Based on the simulation results, the influencing factors of jumping performance are summarized and analyzed, and the corresponding countermeasures are put forward, as shown in Figure 13. Among them, the weight of the object and its thrust force have the greatest influence on the motion performance and are also the primary factors to be considered in the structural design. The following four suggestions are provided for the design of cross-media robots for reference: The new material lays a foundation for optimizing and improving the structural design of the amphibious robot. It is necessary to consider the combination of new materials to realize the lightweight of the robot in the structural design. Secondly, the robot should be as close to the water surface as possible to further improve the motion performance when its task is not considered. Then, the jump angle of the robot should be adjusted according to the height of the obstacle to meet different locomotion requirements. Finally, we can see that the driving unit with high energy density not only affects the driving mode and then affects the value of the propulsion force, but it also has a direct impact on the weight of the object. This unit is the key to realizing miniaturization and explosive motion and will be one of the key contents of the research on underwater jumping robots.

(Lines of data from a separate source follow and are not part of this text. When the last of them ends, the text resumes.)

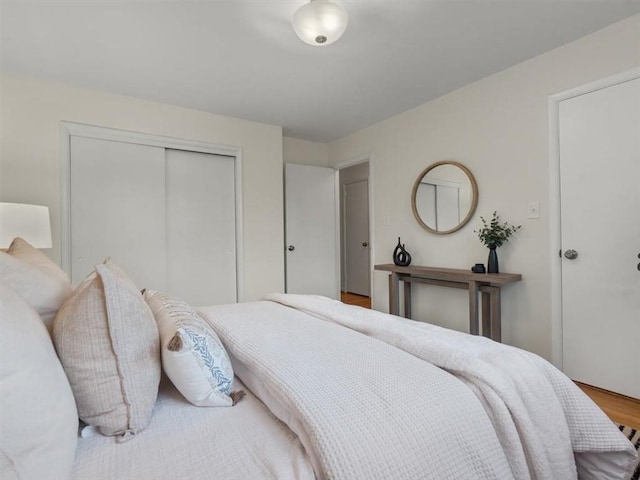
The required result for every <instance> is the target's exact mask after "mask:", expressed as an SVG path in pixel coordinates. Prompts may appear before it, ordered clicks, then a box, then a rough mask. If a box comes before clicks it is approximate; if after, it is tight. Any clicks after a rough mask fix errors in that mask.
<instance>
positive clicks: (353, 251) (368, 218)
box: [344, 180, 370, 297]
mask: <svg viewBox="0 0 640 480" xmlns="http://www.w3.org/2000/svg"><path fill="white" fill-rule="evenodd" d="M344 202H345V222H344V229H345V243H346V264H347V271H346V280H347V282H346V291H347V292H351V293H356V294H358V295H364V296H367V297H368V296H369V295H370V282H369V248H370V247H369V182H368V181H367V180H361V181H359V182H354V183H348V184H346V185H345V191H344Z"/></svg>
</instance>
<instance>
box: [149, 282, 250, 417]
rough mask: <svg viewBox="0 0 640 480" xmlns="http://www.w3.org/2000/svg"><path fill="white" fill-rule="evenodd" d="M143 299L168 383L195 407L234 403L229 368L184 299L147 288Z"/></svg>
mask: <svg viewBox="0 0 640 480" xmlns="http://www.w3.org/2000/svg"><path fill="white" fill-rule="evenodd" d="M144 299H145V300H146V302H147V303H148V304H149V306H150V307H151V311H152V312H153V315H154V317H155V319H156V322H157V323H158V330H159V332H160V344H161V346H162V348H161V354H162V368H163V370H164V372H165V373H166V374H167V376H168V377H169V379H171V382H172V383H173V384H174V385H175V387H176V388H177V389H178V390H179V391H180V393H182V395H183V396H184V397H185V398H186V399H187V400H188V401H189V402H191V403H192V404H194V405H196V406H199V407H227V406H231V405H234V404H235V402H236V401H237V400H239V399H240V398H241V396H242V395H243V394H242V393H235V392H233V378H234V377H233V368H232V367H231V361H230V360H229V356H228V355H227V352H226V350H225V349H224V346H223V345H222V342H221V341H220V339H219V338H218V336H217V335H216V333H215V332H214V331H213V329H212V328H211V327H210V326H209V325H208V324H207V323H206V322H205V321H204V320H203V319H202V318H201V317H200V315H198V313H197V312H196V311H195V310H194V309H193V308H192V307H191V306H190V305H188V304H187V303H185V302H184V301H182V300H180V299H178V298H175V297H172V296H170V295H167V294H164V293H159V292H153V291H149V290H147V291H146V292H145V293H144Z"/></svg>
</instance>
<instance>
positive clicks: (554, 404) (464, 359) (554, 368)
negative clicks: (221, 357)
mask: <svg viewBox="0 0 640 480" xmlns="http://www.w3.org/2000/svg"><path fill="white" fill-rule="evenodd" d="M265 300H269V301H273V302H277V303H280V304H282V305H285V306H288V307H291V308H293V309H296V310H297V311H300V312H303V313H306V314H309V315H311V316H314V317H315V318H318V319H322V320H324V321H328V322H331V323H334V324H338V325H341V326H345V327H348V328H350V329H352V330H354V331H357V332H360V333H363V334H365V335H367V336H369V337H372V338H376V339H379V340H381V341H383V342H385V343H387V344H389V345H393V346H394V347H397V348H398V349H400V350H402V351H404V352H407V353H409V354H411V355H413V356H414V357H416V358H419V359H422V360H424V361H426V362H428V363H429V364H430V365H433V366H436V367H439V368H441V369H443V370H445V371H447V372H449V373H450V374H451V375H454V376H455V377H456V378H458V379H459V380H460V381H461V382H463V383H464V384H465V385H467V386H468V387H469V389H470V390H471V391H473V392H474V393H475V395H476V396H477V398H478V399H479V400H480V401H481V403H482V404H483V406H484V408H485V409H486V412H487V414H488V417H489V418H490V419H491V422H492V424H493V427H494V428H495V431H496V432H497V435H498V438H499V439H500V442H501V445H502V448H503V449H504V451H505V453H506V456H507V458H508V459H509V464H510V468H511V471H512V472H513V475H514V476H515V478H518V479H525V478H532V479H571V478H581V479H582V478H585V479H590V478H593V479H601V480H605V479H606V480H609V479H610V480H614V479H626V478H628V476H627V475H628V474H629V473H630V472H629V469H631V468H632V466H633V464H634V461H635V458H636V457H637V454H636V452H635V450H634V449H633V446H632V445H631V444H630V442H628V441H627V440H626V438H624V436H623V435H621V434H620V432H619V431H618V429H617V428H616V427H615V425H614V424H613V423H612V422H611V421H610V420H609V419H608V418H607V417H606V416H605V415H604V413H603V412H602V411H601V410H600V409H599V408H598V407H597V406H596V405H595V404H594V403H593V402H592V401H591V399H589V398H588V397H587V396H586V395H584V394H583V393H582V391H580V389H579V388H578V387H577V386H576V385H575V384H574V383H573V382H572V381H571V380H570V379H569V378H568V377H566V376H565V375H564V374H562V373H561V372H560V371H559V370H557V369H556V368H555V367H553V366H552V365H551V364H550V363H548V362H547V361H546V360H544V359H542V358H541V357H539V356H537V355H535V354H532V353H530V352H526V351H524V350H521V349H518V348H515V347H510V346H508V345H503V344H499V343H496V342H493V341H491V340H489V339H487V338H484V337H479V336H472V335H468V334H466V333H461V332H456V331H452V330H448V329H445V328H441V327H437V326H434V325H429V324H427V323H423V322H416V321H412V320H407V319H404V318H400V317H396V316H391V315H388V314H385V313H381V312H376V311H374V310H367V309H363V308H360V307H354V306H350V305H345V304H343V303H341V302H339V301H336V300H331V299H329V298H326V297H318V296H308V295H294V294H270V295H268V296H267V297H266V298H265Z"/></svg>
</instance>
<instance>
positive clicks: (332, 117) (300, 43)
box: [0, 0, 640, 142]
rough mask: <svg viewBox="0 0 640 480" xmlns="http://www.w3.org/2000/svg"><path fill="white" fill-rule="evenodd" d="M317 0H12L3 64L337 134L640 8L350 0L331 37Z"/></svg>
mask: <svg viewBox="0 0 640 480" xmlns="http://www.w3.org/2000/svg"><path fill="white" fill-rule="evenodd" d="M304 3H305V0H289V1H285V0H200V1H186V0H181V1H166V0H146V1H135V2H134V1H126V0H124V1H123V0H109V1H98V0H74V1H58V0H49V1H39V2H35V1H30V0H13V1H12V0H2V1H1V3H0V8H1V10H0V15H1V23H0V35H1V37H0V40H1V44H0V48H1V52H0V53H1V59H0V60H1V67H2V70H3V71H6V72H12V73H21V74H26V75H31V76H36V77H41V78H45V79H50V80H56V81H62V82H66V83H70V84H73V85H77V86H82V87H89V88H93V89H99V90H105V91H109V92H114V93H119V94H123V95H130V96H135V97H140V98H144V99H148V100H154V101H158V102H163V103H169V104H174V105H180V106H184V107H188V108H193V109H198V110H204V111H208V112H212V113H217V114H222V115H227V116H232V117H239V118H244V119H249V120H255V121H259V122H266V123H270V124H275V125H281V126H282V127H283V128H284V133H285V135H288V136H292V137H297V138H303V139H307V140H314V141H320V142H327V141H331V140H335V139H337V138H340V137H342V136H344V135H347V134H348V133H350V132H353V131H356V130H359V129H361V128H363V127H365V126H367V125H371V124H373V123H375V122H378V121H380V120H383V119H385V118H388V117H390V116H392V115H395V114H397V113H400V112H403V111H405V110H408V109H410V108H412V107H415V106H418V105H420V104H422V103H424V102H426V101H428V100H430V99H433V98H435V97H438V96H440V95H442V94H444V93H446V92H449V91H452V90H454V89H456V88H459V87H461V86H464V85H467V84H469V83H471V82H474V81H476V80H479V79H481V78H483V77H486V76H487V75H490V74H492V73H495V72H498V71H500V70H503V69H505V68H507V67H509V66H512V65H515V64H517V63H519V62H522V61H524V60H526V59H529V58H531V57H533V56H536V55H538V54H540V53H543V52H545V51H548V50H550V49H553V48H555V47H557V46H560V45H562V44H565V43H567V42H570V41H572V40H574V39H577V38H579V37H581V36H584V35H586V34H589V33H591V32H593V31H596V30H598V29H600V28H603V27H605V26H607V25H609V24H611V23H614V22H616V21H618V20H621V19H623V18H625V17H628V16H631V15H633V14H635V13H640V0H469V1H460V0H446V1H431V0H422V1H419V0H386V1H385V0H378V1H374V0H347V1H344V2H343V4H344V5H345V7H346V9H347V10H348V12H349V16H350V23H349V27H348V28H347V31H346V33H345V34H344V36H343V37H342V38H341V39H340V40H339V41H338V42H336V43H335V44H333V45H329V46H327V47H312V46H310V45H307V44H305V43H303V42H302V41H301V40H299V39H298V38H297V37H296V35H295V33H294V31H293V28H292V27H291V21H290V19H291V17H292V15H293V12H294V11H295V10H296V8H297V7H299V6H300V5H302V4H304Z"/></svg>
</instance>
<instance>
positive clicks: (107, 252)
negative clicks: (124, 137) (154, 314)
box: [70, 136, 167, 291]
mask: <svg viewBox="0 0 640 480" xmlns="http://www.w3.org/2000/svg"><path fill="white" fill-rule="evenodd" d="M70 149H71V151H70V154H71V179H70V189H71V195H70V197H71V205H70V223H71V229H70V230H71V231H70V233H71V281H72V282H73V284H74V285H75V284H78V283H79V282H81V281H82V279H83V278H84V277H86V276H87V275H88V274H89V272H91V271H92V270H93V267H94V265H97V264H98V263H101V262H102V261H103V260H104V259H105V257H107V256H109V257H111V258H112V259H113V261H114V263H116V264H117V265H119V266H121V267H122V268H123V269H124V270H125V271H126V272H127V273H128V274H129V275H130V276H131V278H132V279H133V281H134V282H136V284H137V285H140V286H141V287H142V286H144V287H147V288H153V289H155V290H161V291H166V289H167V283H166V278H167V265H166V239H165V230H166V224H165V215H164V210H165V167H164V148H161V147H152V146H148V145H137V144H132V143H125V142H115V141H111V140H101V139H97V138H86V137H77V136H72V137H71V141H70Z"/></svg>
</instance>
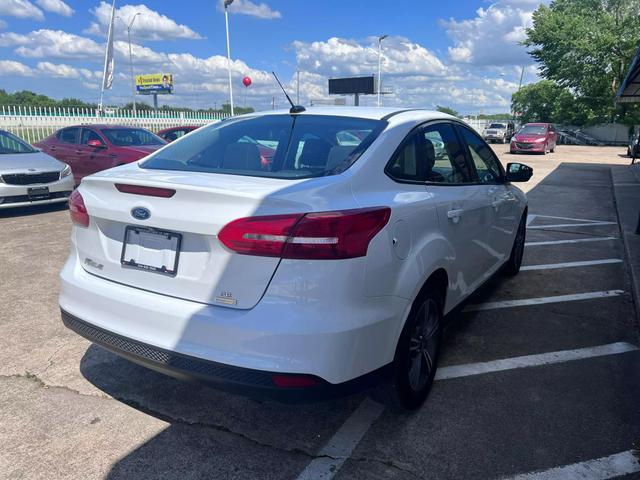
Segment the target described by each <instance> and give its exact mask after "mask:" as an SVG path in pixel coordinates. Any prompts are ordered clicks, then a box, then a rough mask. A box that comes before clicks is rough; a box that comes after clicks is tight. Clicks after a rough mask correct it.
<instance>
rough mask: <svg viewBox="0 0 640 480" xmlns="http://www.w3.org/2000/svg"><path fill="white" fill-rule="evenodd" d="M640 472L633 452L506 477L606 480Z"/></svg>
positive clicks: (555, 478) (519, 479) (521, 477)
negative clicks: (569, 464)
mask: <svg viewBox="0 0 640 480" xmlns="http://www.w3.org/2000/svg"><path fill="white" fill-rule="evenodd" d="M637 472H640V463H638V458H637V457H636V456H635V455H634V453H633V450H627V451H626V452H620V453H616V454H613V455H609V456H608V457H601V458H598V459H596V460H587V461H586V462H580V463H574V464H572V465H565V466H564V467H556V468H551V469H549V470H541V471H538V472H531V473H523V474H520V475H516V476H515V477H504V478H505V479H507V478H508V479H510V480H564V479H567V478H570V479H580V480H606V479H608V478H614V477H620V476H622V475H629V474H631V473H637Z"/></svg>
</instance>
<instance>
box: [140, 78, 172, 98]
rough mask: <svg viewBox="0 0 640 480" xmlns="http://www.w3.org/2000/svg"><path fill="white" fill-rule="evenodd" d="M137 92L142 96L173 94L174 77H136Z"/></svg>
mask: <svg viewBox="0 0 640 480" xmlns="http://www.w3.org/2000/svg"><path fill="white" fill-rule="evenodd" d="M136 90H137V92H138V93H139V94H141V95H154V94H159V95H165V94H168V93H173V75H172V74H171V73H151V74H148V75H136Z"/></svg>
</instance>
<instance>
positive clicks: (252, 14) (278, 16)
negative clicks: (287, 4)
mask: <svg viewBox="0 0 640 480" xmlns="http://www.w3.org/2000/svg"><path fill="white" fill-rule="evenodd" d="M218 10H220V11H224V0H218ZM229 13H239V14H242V15H249V16H250V17H256V18H260V19H262V20H273V19H275V18H282V14H281V13H280V12H279V11H277V10H273V9H272V8H271V7H270V6H269V5H267V4H266V3H253V2H252V1H250V0H235V1H234V2H233V3H232V4H231V5H229Z"/></svg>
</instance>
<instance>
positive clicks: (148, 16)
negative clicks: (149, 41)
mask: <svg viewBox="0 0 640 480" xmlns="http://www.w3.org/2000/svg"><path fill="white" fill-rule="evenodd" d="M91 12H92V13H93V15H94V16H95V18H96V21H95V22H92V23H91V26H90V27H89V28H87V29H86V30H85V31H84V33H88V34H92V35H99V36H106V35H107V31H108V29H109V20H110V18H111V4H110V3H107V2H104V1H101V2H100V5H98V6H97V7H96V8H94V9H92V10H91ZM136 13H140V15H138V17H137V18H136V19H135V23H134V25H133V28H132V30H131V32H132V35H133V37H134V38H136V39H140V40H170V39H176V38H188V39H193V40H198V39H201V38H202V36H201V35H200V34H199V33H197V32H194V31H193V30H192V29H191V28H189V27H187V26H186V25H180V24H178V23H177V22H176V21H175V20H172V19H170V18H169V17H167V16H166V15H162V14H161V13H158V12H156V11H155V10H151V9H150V8H149V7H147V6H146V5H143V4H141V5H123V6H122V7H120V8H116V16H118V17H120V18H121V19H122V20H118V19H116V21H115V25H114V28H115V34H116V36H118V37H120V38H125V37H126V35H127V28H126V26H127V25H129V23H130V22H131V21H132V20H133V17H134V16H135V15H136Z"/></svg>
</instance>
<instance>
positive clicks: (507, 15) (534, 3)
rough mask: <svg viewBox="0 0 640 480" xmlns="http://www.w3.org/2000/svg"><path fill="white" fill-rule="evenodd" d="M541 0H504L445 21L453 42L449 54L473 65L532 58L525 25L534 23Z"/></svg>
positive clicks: (517, 64) (478, 64)
mask: <svg viewBox="0 0 640 480" xmlns="http://www.w3.org/2000/svg"><path fill="white" fill-rule="evenodd" d="M540 3H542V2H541V1H540V0H501V1H498V2H497V3H494V4H492V5H490V6H489V7H487V8H479V9H478V10H476V16H475V17H474V18H472V19H465V20H460V21H458V20H455V19H453V18H451V19H449V20H447V21H442V22H441V23H442V25H443V26H444V28H445V29H446V31H447V34H448V35H449V37H450V38H451V39H452V40H453V46H451V47H449V49H448V52H449V57H450V58H451V60H452V61H454V62H457V63H467V64H473V65H522V64H529V63H531V62H532V59H531V58H530V57H529V55H528V54H527V51H526V47H524V46H522V45H520V42H522V41H523V40H524V39H525V38H526V32H525V29H526V28H527V27H529V26H531V17H532V14H533V11H534V10H535V9H536V8H537V7H538V5H540Z"/></svg>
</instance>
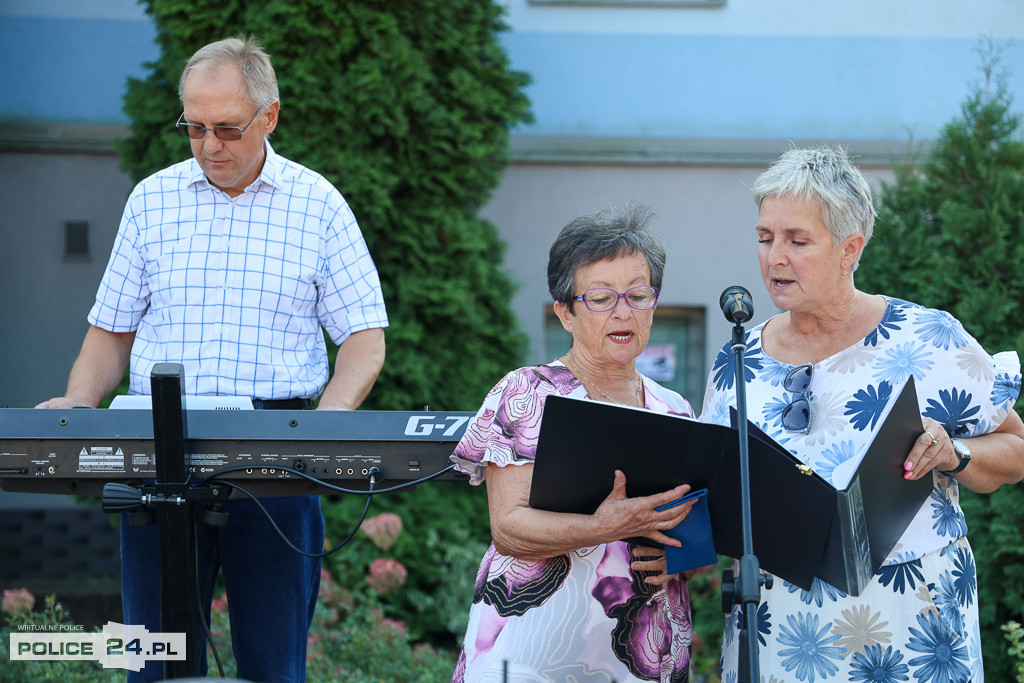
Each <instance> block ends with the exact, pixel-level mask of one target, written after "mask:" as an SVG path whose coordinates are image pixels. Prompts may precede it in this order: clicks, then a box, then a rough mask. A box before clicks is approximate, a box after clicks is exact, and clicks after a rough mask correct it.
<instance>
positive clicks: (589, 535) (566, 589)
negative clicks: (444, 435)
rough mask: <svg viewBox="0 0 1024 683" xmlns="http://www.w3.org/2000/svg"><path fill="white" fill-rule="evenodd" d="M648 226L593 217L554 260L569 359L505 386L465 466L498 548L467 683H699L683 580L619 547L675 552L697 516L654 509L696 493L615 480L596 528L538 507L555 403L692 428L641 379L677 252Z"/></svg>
mask: <svg viewBox="0 0 1024 683" xmlns="http://www.w3.org/2000/svg"><path fill="white" fill-rule="evenodd" d="M647 220H648V216H647V214H646V213H645V212H643V211H642V210H639V209H634V210H631V211H629V212H624V213H604V214H598V215H597V216H592V217H586V218H580V219H577V220H574V221H572V222H571V223H569V224H568V225H566V226H565V227H564V228H563V229H562V231H561V232H560V234H559V236H558V238H557V240H556V241H555V243H554V245H553V246H552V248H551V255H550V259H549V262H548V285H549V289H550V291H551V295H552V298H553V299H554V301H555V304H554V308H555V312H556V313H557V314H558V316H559V319H560V321H561V322H562V325H563V326H564V327H565V329H566V330H567V331H568V332H569V333H570V334H571V335H572V346H571V348H570V349H569V351H568V352H567V353H566V354H565V355H564V356H562V357H561V358H559V359H556V360H554V361H552V362H550V364H547V365H544V366H538V367H534V368H522V369H519V370H516V371H513V372H511V373H509V374H508V375H506V376H505V378H504V379H502V381H501V382H499V383H498V385H497V386H495V388H494V389H492V390H490V392H489V393H488V394H487V396H486V398H485V399H484V401H483V405H482V407H481V408H480V410H479V411H478V412H477V414H476V417H475V418H474V419H473V420H472V422H471V423H470V425H469V428H468V429H467V430H466V434H465V436H464V437H463V439H462V440H461V441H460V442H459V445H458V447H457V449H456V452H455V453H454V454H453V456H452V459H453V460H454V461H455V462H456V464H457V465H458V467H459V469H460V470H462V471H464V472H467V473H469V474H470V476H471V482H472V483H474V484H479V483H480V482H482V481H484V480H486V486H487V502H488V506H489V516H490V530H492V538H493V540H494V543H493V544H492V545H490V547H489V548H488V549H487V552H486V554H485V555H484V557H483V561H482V563H481V564H480V568H479V571H478V573H477V578H476V591H475V595H474V597H473V605H472V608H471V610H470V616H469V627H468V629H467V633H466V638H465V642H464V645H463V650H462V652H461V654H460V657H459V661H458V665H457V667H456V671H455V674H454V675H453V678H452V680H453V681H455V682H458V683H462V682H463V681H466V682H471V683H481V682H486V681H493V682H495V683H501V682H504V681H506V680H507V681H515V682H516V683H523V682H527V683H532V682H541V681H552V682H555V681H557V682H562V681H579V682H581V683H583V682H584V681H593V682H601V683H610V682H611V681H617V682H618V683H626V682H627V681H664V682H670V681H672V682H684V681H688V680H689V663H690V644H691V642H692V631H691V625H690V600H689V593H688V591H687V588H686V583H685V580H684V578H683V577H681V575H678V574H676V575H670V574H666V564H665V553H664V551H663V550H657V551H653V550H651V549H638V547H637V546H636V545H633V544H628V543H626V542H623V541H620V539H627V538H636V537H645V538H649V539H651V540H653V541H656V542H659V543H665V544H670V545H673V546H678V545H679V543H678V542H676V541H675V540H673V539H671V538H669V537H668V536H666V535H665V533H664V532H663V531H664V530H666V529H671V528H673V527H674V526H675V525H676V524H678V523H679V522H680V521H682V519H683V518H684V517H685V516H686V514H687V513H688V512H689V508H690V507H691V504H684V505H682V506H679V507H680V508H683V509H681V510H679V509H677V508H672V509H670V510H667V511H663V512H658V511H655V510H654V508H656V507H657V506H659V505H663V504H665V503H668V502H670V501H674V500H675V499H677V498H679V497H680V496H682V495H683V494H684V493H685V492H687V490H688V489H689V487H688V486H685V485H683V486H677V487H676V488H673V489H670V490H667V492H665V493H663V494H658V495H656V496H648V497H642V498H626V494H625V486H626V479H625V476H624V475H623V473H622V472H616V473H615V476H614V481H612V480H610V479H609V481H608V492H609V495H608V498H607V499H605V501H604V502H603V503H602V504H601V506H600V507H599V508H598V509H597V511H596V512H595V513H594V514H593V515H581V514H566V513H554V512H545V511H542V510H534V509H531V508H530V507H529V505H528V500H529V489H530V481H531V477H532V470H534V465H532V463H534V460H535V456H536V453H537V440H538V435H539V433H540V423H541V416H542V414H543V412H544V402H545V399H546V397H547V396H549V395H552V394H558V395H565V396H574V397H579V398H587V399H594V400H602V401H607V402H614V403H622V404H625V405H632V407H634V408H645V409H647V410H650V411H655V412H658V413H669V414H674V415H683V416H692V412H691V410H690V405H689V403H688V402H686V400H685V399H684V398H683V397H682V396H680V395H679V394H677V393H675V392H673V391H670V390H668V389H665V388H663V387H660V386H658V385H657V384H656V383H654V382H653V381H651V380H649V379H647V378H644V377H642V376H641V375H640V374H639V373H638V372H637V370H636V357H637V356H638V355H639V354H640V352H641V351H642V350H643V348H644V347H645V346H646V344H647V340H648V338H649V333H650V326H651V321H652V315H653V309H654V305H655V304H656V302H657V289H658V288H659V287H660V284H662V273H663V271H664V267H665V250H664V248H663V247H662V246H660V244H659V242H658V241H657V240H656V239H655V238H654V237H653V236H652V234H651V233H650V232H648V231H647V229H646V227H645V225H646V222H647ZM579 428H580V429H586V428H587V426H586V425H580V426H579ZM642 450H643V438H642V435H640V434H638V435H637V452H638V454H640V453H642ZM564 483H565V486H567V487H568V486H572V485H573V484H572V481H566V482H564ZM638 558H642V559H638Z"/></svg>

It is worth noting that the influence of the structural parameters of the object on its motion performance was obtained through simulation analysis, providing a macro perspective for structural design. However, there are certain differences between the structure used in the simulation process and the actual structure of the jumping robot, and the final structural parameters cannot be determined in detail. Therefore, conducting structural design on this basis, obtaining the stress concentration area during the motion process through simulation analysis, and then conducting feedback optimization of the structure will be a good research approach. Secondly, the simulation results can also improve accuracy on the existing basis, such as improving the quality of the grid and shortening the time step, but this will increase the simulation time and affect efficiency. In addition, we only conducted parameter analysis from the perspective of simulation, and it is also necessary to obtain data through testing experiments to further optimize simulation parameters and verify the correctness of the simulation.